Three charges Q1
= -2μC (0,0)cm, Q2
= 4 μC (0,10)cm
and Q3
= -3 μC (15,0)cm acts on one another. Find the
magnitude of the total electric force and the angle
that the total electric force makes with the positive
x-axis.
Well, let me crunch the numbers and clown around with the calculations for you!
To find the total electric force, we need to calculate the individual forces between each pair of charges and then add them up.
Let's start with the force between Q1 and Q2. The distance between them is 10 cm = 0.1 m. We can use Coulomb's law to find the force:
F12 = k * |Q1| * |Q2| / r^2
where k is the electrostatic constant (8.99 x 10^9 Nm^2/C^2). Plugging in the values:
F12 = (8.99 x 10^9 Nm^2/C^2) * (2 x 10^-6 C) * (4 x 10^-6 C) / (0.1 m)^2
Solving this equation gives us F12 ≈ 719.2 N.
Next, let's calculate the force between Q1 and Q3. The distance between them is 15 cm = 0.15 m. Using Coulomb's law:
F13 = (8.99 x 10^9 Nm^2/C^2) * (2 x 10^-6 C) * (3 x 10^-6 C) / (0.15 m)^2
Solving this equation gives us F13 ≈ 239.7 N.
Finally, let's calculate the force between Q2 and Q3. The distance between them is 15 cm = 0.15 m. Using Coulomb's law again:
F23 = (8.99 x 10^9 Nm^2/C^2) * (4 x 10^-6 C) * (3 x 10^-6 C) / (0.15 m)^2
Solving this equation gives us F23 ≈ 479.4 N.

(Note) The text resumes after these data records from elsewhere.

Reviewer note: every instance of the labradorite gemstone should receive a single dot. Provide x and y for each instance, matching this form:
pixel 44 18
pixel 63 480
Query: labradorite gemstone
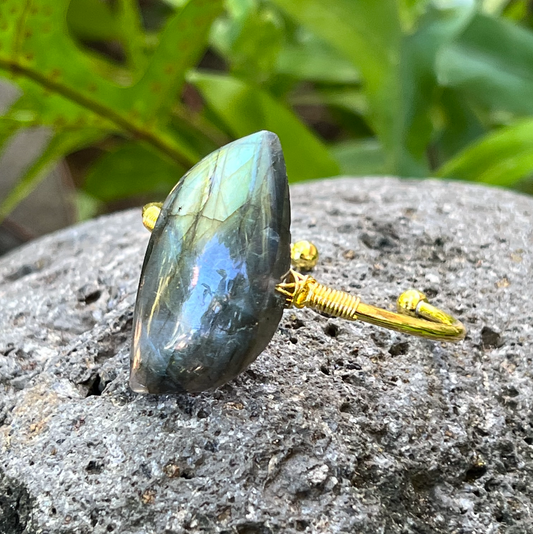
pixel 207 305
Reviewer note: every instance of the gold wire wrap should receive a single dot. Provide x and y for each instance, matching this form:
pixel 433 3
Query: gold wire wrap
pixel 415 315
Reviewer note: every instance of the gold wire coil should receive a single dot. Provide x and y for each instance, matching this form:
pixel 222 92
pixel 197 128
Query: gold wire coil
pixel 416 316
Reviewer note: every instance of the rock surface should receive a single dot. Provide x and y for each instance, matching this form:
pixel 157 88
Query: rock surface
pixel 337 427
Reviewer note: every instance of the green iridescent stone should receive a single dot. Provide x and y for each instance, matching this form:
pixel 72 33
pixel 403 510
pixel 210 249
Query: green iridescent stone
pixel 207 305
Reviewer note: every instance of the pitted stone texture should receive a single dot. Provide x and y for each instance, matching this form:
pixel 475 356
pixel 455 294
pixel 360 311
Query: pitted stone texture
pixel 337 427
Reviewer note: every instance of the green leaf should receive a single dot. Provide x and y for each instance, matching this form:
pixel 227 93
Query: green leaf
pixel 246 109
pixel 312 59
pixel 66 89
pixel 368 34
pixel 92 20
pixel 133 169
pixel 418 81
pixel 132 36
pixel 399 83
pixel 250 38
pixel 461 125
pixel 360 158
pixel 500 158
pixel 60 144
pixel 492 64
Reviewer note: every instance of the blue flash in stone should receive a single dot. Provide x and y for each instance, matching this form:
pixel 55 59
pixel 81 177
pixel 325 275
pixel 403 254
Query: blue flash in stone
pixel 207 305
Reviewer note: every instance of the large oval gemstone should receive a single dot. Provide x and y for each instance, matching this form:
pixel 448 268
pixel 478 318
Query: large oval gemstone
pixel 207 305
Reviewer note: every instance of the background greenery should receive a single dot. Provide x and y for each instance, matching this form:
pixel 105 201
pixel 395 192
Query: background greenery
pixel 136 91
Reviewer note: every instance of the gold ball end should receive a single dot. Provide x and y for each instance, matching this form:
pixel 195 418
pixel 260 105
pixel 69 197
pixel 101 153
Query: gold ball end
pixel 304 255
pixel 150 214
pixel 409 300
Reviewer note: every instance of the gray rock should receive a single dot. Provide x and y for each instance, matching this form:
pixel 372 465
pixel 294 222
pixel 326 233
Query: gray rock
pixel 337 427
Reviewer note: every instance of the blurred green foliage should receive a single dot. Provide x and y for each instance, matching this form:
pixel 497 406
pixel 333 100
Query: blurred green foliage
pixel 403 87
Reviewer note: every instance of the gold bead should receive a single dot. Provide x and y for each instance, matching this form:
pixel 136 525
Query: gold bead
pixel 150 214
pixel 304 255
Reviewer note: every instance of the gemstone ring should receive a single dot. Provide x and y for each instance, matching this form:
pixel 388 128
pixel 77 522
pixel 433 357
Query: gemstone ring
pixel 217 275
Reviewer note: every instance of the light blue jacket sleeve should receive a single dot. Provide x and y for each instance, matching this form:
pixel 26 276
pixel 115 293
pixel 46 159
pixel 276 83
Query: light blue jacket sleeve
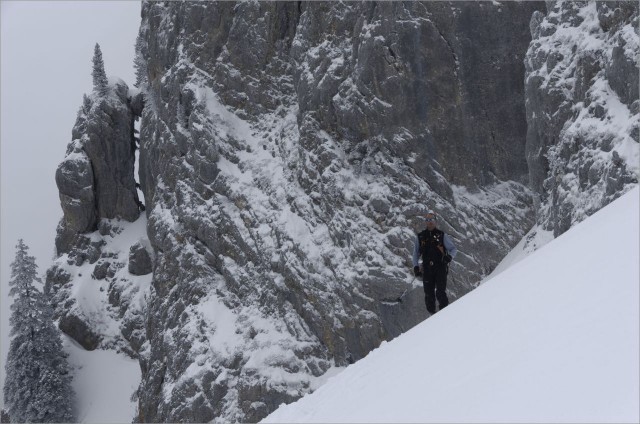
pixel 416 251
pixel 448 244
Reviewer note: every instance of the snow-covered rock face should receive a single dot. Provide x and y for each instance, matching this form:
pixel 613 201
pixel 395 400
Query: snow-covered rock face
pixel 288 154
pixel 95 179
pixel 97 302
pixel 583 110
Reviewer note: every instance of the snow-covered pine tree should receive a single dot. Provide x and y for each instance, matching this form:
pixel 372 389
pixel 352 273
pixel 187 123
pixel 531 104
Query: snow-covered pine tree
pixel 100 81
pixel 37 386
pixel 139 64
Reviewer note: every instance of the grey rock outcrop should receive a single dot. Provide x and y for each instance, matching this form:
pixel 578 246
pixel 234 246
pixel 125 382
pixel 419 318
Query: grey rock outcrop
pixel 139 260
pixel 96 179
pixel 97 185
pixel 582 108
pixel 287 154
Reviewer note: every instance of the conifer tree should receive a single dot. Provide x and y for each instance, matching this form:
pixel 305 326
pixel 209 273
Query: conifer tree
pixel 37 386
pixel 100 82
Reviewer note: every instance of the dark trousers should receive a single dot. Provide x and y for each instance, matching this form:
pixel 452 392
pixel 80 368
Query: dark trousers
pixel 434 281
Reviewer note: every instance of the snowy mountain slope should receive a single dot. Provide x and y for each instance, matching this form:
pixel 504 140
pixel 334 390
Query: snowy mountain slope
pixel 554 338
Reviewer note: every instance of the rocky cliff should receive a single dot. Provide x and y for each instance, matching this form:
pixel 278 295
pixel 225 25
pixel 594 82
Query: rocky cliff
pixel 582 109
pixel 288 153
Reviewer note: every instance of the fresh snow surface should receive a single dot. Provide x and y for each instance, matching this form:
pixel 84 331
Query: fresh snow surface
pixel 553 338
pixel 104 382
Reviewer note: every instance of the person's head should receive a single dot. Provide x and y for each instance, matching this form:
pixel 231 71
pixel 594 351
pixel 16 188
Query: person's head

Now, to find the total electric force, we need to add up the individual forces:
F_total = √(F12^2 + F13^2 + F23^2)
Plugging in the values we calculated:
F_total ≈ √(719.2^2 + 239.7^2 + 479.4^2)
Solving this equation gives us F_total ≈ 875.9 N.
To find the angle that the total electric force makes with the positive x-axis, we can use trigonometry:
θ = arctan(F23 / F12)
Plugging in the values:
θ ≈ arctan(479.4 N / 719.2 N)
Solving this equation gives us θ ≈ 35.4°.
So, the magnitude of the total electric force is approximately 875.9 N, and the angle it makes with the positive x-axis is around 35.4 degrees. However, keep in mind that my calculations could be a little clownish, so it's always a good idea to double-check them!